2. The method of claim 1, wherein the visual information comprises
at least one of a shotlist, a keyframelist and a combination
thereof.
3. The method of claim 1, wherein the summary sentences are
generated by: generating story boundaries and sentence data using a
story extractor; selecting a length of a story summary; summarizing
said sentence data to produce at least one summary sentence,
wherein a number of the summary sentences produced corresponds to
the length of the story summary; and ordering the at least one
summary sentence based on its selection order.
4. The method of claim 1, wherein the type of presentation
comprises an image slide format.
5. The method of claim 1, wherein the type of presentation
comprises a poster format.
6. The method of claim 1, wherein the section-begin frame and the
section-end frame determines a story boundary.

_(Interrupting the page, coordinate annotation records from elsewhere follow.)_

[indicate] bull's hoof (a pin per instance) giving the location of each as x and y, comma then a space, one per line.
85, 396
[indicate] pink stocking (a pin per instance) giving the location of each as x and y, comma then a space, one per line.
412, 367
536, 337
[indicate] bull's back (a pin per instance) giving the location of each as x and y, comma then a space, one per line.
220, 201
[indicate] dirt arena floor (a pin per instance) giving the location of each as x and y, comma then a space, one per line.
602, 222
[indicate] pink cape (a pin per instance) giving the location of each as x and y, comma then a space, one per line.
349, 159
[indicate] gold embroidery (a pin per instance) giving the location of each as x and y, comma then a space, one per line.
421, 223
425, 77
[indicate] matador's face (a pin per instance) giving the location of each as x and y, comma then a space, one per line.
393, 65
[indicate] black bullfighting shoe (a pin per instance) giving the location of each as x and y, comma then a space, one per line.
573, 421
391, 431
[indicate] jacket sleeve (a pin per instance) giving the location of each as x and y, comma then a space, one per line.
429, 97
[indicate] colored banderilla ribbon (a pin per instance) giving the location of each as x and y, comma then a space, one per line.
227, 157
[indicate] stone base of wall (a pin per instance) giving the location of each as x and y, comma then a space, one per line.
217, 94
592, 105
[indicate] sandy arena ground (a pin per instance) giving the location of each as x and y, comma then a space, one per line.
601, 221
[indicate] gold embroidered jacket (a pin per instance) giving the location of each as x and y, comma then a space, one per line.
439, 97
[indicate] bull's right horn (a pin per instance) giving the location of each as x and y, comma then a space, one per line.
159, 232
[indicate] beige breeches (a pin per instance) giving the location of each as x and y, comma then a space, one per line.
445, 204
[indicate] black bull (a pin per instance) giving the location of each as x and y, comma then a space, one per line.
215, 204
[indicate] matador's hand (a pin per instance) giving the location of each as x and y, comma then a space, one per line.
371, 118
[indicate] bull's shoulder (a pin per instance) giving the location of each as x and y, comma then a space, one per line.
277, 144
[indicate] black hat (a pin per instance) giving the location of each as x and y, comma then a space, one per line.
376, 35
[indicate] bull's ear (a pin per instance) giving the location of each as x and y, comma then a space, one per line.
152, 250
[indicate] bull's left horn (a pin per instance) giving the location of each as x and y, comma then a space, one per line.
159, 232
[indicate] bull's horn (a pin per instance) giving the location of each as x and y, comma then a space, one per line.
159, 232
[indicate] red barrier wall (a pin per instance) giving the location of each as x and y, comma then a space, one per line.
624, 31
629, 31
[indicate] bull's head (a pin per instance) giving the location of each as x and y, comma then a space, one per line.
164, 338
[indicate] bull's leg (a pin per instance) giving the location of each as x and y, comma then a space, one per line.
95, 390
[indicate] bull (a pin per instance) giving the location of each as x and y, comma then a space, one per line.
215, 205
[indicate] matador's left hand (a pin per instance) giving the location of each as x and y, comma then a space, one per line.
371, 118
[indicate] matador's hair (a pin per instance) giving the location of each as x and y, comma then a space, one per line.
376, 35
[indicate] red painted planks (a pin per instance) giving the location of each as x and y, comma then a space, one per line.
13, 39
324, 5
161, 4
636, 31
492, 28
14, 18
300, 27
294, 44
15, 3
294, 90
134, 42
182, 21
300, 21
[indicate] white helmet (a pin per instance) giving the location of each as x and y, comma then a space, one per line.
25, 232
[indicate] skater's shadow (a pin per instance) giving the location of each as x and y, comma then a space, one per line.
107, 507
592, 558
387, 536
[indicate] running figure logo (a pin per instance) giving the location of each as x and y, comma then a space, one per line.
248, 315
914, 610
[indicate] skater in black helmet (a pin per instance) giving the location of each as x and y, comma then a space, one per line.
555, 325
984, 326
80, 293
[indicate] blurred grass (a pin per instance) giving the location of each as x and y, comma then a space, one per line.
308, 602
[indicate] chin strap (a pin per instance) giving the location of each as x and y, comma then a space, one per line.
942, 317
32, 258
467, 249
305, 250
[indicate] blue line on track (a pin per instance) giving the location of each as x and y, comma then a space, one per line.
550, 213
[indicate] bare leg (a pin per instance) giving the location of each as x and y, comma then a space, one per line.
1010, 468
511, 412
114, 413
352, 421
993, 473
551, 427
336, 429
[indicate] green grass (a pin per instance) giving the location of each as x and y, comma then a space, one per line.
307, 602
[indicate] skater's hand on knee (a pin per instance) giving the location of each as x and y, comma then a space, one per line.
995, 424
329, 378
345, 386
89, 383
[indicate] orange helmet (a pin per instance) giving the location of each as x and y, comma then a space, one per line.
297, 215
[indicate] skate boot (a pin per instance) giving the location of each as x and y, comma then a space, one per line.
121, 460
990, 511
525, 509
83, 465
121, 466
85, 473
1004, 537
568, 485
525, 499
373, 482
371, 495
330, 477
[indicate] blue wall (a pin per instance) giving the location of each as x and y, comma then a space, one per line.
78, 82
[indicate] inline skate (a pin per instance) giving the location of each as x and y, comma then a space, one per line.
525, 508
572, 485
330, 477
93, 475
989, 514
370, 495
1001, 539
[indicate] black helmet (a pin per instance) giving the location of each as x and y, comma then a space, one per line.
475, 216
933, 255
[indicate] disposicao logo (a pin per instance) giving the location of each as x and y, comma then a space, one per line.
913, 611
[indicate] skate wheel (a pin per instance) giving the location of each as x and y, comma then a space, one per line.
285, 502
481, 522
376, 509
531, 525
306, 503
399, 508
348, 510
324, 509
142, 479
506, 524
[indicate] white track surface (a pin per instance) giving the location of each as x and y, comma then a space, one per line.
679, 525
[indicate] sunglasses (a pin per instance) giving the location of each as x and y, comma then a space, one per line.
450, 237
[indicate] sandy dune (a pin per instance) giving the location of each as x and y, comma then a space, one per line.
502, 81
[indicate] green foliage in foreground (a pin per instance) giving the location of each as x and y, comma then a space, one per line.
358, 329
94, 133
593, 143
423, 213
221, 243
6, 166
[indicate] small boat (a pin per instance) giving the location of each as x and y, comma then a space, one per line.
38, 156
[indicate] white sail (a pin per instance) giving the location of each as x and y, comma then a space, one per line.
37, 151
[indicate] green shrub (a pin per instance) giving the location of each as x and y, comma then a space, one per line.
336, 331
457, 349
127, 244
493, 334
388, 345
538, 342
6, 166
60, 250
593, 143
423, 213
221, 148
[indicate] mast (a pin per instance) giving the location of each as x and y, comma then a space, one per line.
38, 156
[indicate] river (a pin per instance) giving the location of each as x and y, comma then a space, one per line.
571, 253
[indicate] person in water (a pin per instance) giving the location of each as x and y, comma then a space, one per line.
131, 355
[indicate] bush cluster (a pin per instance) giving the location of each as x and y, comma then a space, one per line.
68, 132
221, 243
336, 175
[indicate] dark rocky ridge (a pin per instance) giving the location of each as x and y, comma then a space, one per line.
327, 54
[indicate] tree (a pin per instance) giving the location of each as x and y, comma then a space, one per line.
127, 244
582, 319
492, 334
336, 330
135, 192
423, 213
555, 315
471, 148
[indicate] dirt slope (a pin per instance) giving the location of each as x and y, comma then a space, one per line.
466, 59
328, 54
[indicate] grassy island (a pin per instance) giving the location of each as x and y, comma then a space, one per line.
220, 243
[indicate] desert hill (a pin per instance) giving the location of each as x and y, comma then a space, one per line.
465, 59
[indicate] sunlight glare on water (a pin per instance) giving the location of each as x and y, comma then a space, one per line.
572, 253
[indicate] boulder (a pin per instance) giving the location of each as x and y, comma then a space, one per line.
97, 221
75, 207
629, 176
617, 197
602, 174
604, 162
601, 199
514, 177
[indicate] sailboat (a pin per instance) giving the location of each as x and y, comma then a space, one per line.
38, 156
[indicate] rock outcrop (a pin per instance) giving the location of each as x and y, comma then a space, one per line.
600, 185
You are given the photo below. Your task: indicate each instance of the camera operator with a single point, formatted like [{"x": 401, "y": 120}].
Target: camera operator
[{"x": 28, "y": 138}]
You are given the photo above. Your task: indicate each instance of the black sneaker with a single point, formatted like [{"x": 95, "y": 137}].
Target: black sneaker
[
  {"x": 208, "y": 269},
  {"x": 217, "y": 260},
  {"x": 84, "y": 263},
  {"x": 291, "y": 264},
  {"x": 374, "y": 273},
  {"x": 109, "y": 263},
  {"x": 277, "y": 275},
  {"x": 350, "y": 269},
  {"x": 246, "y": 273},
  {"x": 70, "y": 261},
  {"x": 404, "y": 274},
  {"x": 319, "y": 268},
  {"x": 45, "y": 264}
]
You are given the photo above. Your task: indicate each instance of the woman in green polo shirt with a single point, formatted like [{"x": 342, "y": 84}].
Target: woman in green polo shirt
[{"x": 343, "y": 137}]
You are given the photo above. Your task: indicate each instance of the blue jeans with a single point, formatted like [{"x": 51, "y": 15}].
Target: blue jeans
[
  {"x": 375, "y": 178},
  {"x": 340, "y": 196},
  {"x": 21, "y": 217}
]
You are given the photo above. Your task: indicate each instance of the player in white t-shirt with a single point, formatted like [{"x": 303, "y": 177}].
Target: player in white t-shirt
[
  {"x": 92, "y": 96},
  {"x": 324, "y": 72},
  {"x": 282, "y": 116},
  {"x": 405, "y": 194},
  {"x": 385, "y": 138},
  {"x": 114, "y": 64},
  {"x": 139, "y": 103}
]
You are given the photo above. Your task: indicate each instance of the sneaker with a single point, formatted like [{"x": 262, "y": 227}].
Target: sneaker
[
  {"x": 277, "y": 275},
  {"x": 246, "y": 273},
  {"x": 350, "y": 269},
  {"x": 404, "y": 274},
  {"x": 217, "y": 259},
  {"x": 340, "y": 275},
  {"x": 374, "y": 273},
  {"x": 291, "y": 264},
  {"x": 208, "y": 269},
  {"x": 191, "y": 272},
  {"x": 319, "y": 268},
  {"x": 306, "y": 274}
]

7. The method of claim 1, wherein the step of locating the set of
images further comprises the steps of: collecting a list of images
within a story boundary; generating a mergelist for clustering
images corresponding to each shot into visually similar groups;
deleting images belonging to a largest visually similar group; and
sampling a remaining list of images to produce the set of
images.
8. The method of claim 7, wherein the sampling is performed
uniformly with a sampling interval determined by a number of images
desired for a given length of story summary.
9. The method of claim 7, wherein the step of sampling further
comprises selecting a frame number of each proper noun.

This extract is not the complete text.